"The rise of interfaith marriage is a bittersweet trend for American religious groups. On the one hand, it means that they are moving away from traditional practices, that their children will be less likely to be observant members of their faiths. On the other hand, it means that they are being thoroughly accepted into American society. Not only do large numbers of Americans seem happy to marry members of other religious groups, but when they do, they take their extended families along with them. Americans tend to have fonder feelings for a particular religious group after they have married one of its members. In general, the more contact someone has with a member of another religious group — through friendships or extended-family relationships — the more likely they are to have warm feelings for the group as a whole. Interfaith marriage has become an important vehicle for assimilation and a major driver of religious tolerance.

"I cannot claim to be an impartial observer of these trends. Nor am I rooting for the all-out victory of anyone of them either. America's history of assimilation and tolerance is the reason that I, the grandchild of Jewish immigrants from Eastern Europe, can have the life I do today. It is the reason I could marry the man I wanted to, without fear of being ostracized or worrying about whether my children would ever fit in.

"But the strength of America's religious communities is also an important contributor to this country's generosity and compassion, not to mention some of its most important founding principles. In other words, I would be sorry to see the waning of those religious traditions as a result of interfaith marriage. And it is certainly true that interfaith families are less likely to raise their children religiously. Those who do must often make real compromises on the way a faith is practiced. These are difficult trends for religious communities to weather.

"Then there is the institution of marriage itself, which has experienced its own decline in recent decades.
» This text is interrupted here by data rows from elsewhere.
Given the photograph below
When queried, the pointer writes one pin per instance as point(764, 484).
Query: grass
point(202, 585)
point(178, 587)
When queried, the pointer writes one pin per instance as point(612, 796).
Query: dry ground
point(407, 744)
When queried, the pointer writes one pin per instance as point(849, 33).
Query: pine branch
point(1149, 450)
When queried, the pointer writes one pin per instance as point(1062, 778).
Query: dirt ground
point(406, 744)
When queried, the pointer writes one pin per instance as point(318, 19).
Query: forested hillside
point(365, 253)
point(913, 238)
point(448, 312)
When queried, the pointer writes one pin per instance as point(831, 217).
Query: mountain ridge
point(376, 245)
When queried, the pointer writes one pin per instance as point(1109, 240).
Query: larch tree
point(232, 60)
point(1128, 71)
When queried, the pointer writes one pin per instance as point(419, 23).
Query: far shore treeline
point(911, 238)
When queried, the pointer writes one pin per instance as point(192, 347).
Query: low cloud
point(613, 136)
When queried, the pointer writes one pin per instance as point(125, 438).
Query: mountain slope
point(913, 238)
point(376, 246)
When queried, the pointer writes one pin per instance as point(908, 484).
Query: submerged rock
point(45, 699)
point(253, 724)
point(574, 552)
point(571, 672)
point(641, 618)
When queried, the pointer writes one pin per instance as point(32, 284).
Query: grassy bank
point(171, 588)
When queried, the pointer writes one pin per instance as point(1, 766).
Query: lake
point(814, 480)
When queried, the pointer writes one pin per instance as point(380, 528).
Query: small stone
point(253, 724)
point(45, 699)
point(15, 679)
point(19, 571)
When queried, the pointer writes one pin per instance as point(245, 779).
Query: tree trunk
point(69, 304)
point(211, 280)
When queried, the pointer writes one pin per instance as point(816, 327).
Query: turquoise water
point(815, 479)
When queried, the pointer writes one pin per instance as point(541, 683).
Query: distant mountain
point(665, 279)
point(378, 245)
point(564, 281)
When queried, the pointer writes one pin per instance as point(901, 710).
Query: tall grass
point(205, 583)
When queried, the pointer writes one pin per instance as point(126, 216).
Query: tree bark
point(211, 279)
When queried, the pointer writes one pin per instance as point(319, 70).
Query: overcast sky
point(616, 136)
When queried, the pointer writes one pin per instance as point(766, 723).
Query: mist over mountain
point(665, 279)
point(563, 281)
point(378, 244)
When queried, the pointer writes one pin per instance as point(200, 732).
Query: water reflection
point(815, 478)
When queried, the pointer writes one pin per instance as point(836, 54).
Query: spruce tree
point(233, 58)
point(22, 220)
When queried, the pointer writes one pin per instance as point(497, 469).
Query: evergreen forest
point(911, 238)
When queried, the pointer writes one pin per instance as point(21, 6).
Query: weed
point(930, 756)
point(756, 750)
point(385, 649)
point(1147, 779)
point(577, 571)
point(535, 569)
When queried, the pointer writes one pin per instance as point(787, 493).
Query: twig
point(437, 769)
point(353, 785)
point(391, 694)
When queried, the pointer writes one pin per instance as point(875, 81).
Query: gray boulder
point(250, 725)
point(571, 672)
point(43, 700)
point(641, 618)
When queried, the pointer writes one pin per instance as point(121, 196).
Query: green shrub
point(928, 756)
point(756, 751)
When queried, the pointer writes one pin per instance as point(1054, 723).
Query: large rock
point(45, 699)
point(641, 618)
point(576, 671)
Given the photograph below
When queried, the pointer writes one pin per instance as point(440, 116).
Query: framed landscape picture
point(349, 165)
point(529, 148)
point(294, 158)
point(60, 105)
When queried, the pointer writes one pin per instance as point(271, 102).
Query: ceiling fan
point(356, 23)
My survey suggests that interfaith marriages are generally more unhappy — with lower rates of marital satisfaction — and often more unstable, with particularly high divorce rates when certain religious combinations are involved.

"My interviews, meanwhile, suggest that few Americans are aware of this problem. Interfaith couples tend to marry without thinking through the practical implications of their religious differences. They assume that because they are decent and tolerant people who don't have anything against people of another faith — and even commendably appreciate religious diversity in their communities — that they will not encounter difficulties being married to someone of another faith. Unfortunately, being in an interfaith marriage provokes conflicts and requires compromises that merely living near, working with, or being friends with someone of another faith does not.

"We might think of recent enlightened attitudes toward interfaith marriage as part of the racialization of religion — the belief that faith, like skin color, is a trait that need not divide us. Indeed, there are those who believe that only a bigot would pass over a spouse on religious grounds. But religious identity — even in a completely tolerant society — can and should be considered more substantively than racial identity.

"Like religion, marriage is also an important foundation of American life, and I would be sorry if too many people entered into marriages that were unhappy or unstable. For my own selfish reasons, as well as what I think are more broadminded ones, I hope it will be possible to find a balance — to keep religion and marriage strong while fostering a tolerant society. But there is reason for skepticism. Perhaps only a different vision of pluralism would be able to coexist with efforts to strengthen religion and marriage in the United States. Such a pluralism would seek to genuinely tolerate difference and cultivate a sense of civility between groups without falling prey to the idea that all religions are equally true or valuable — and would not minimize the importance of forging marriages around common beliefs and behaviors."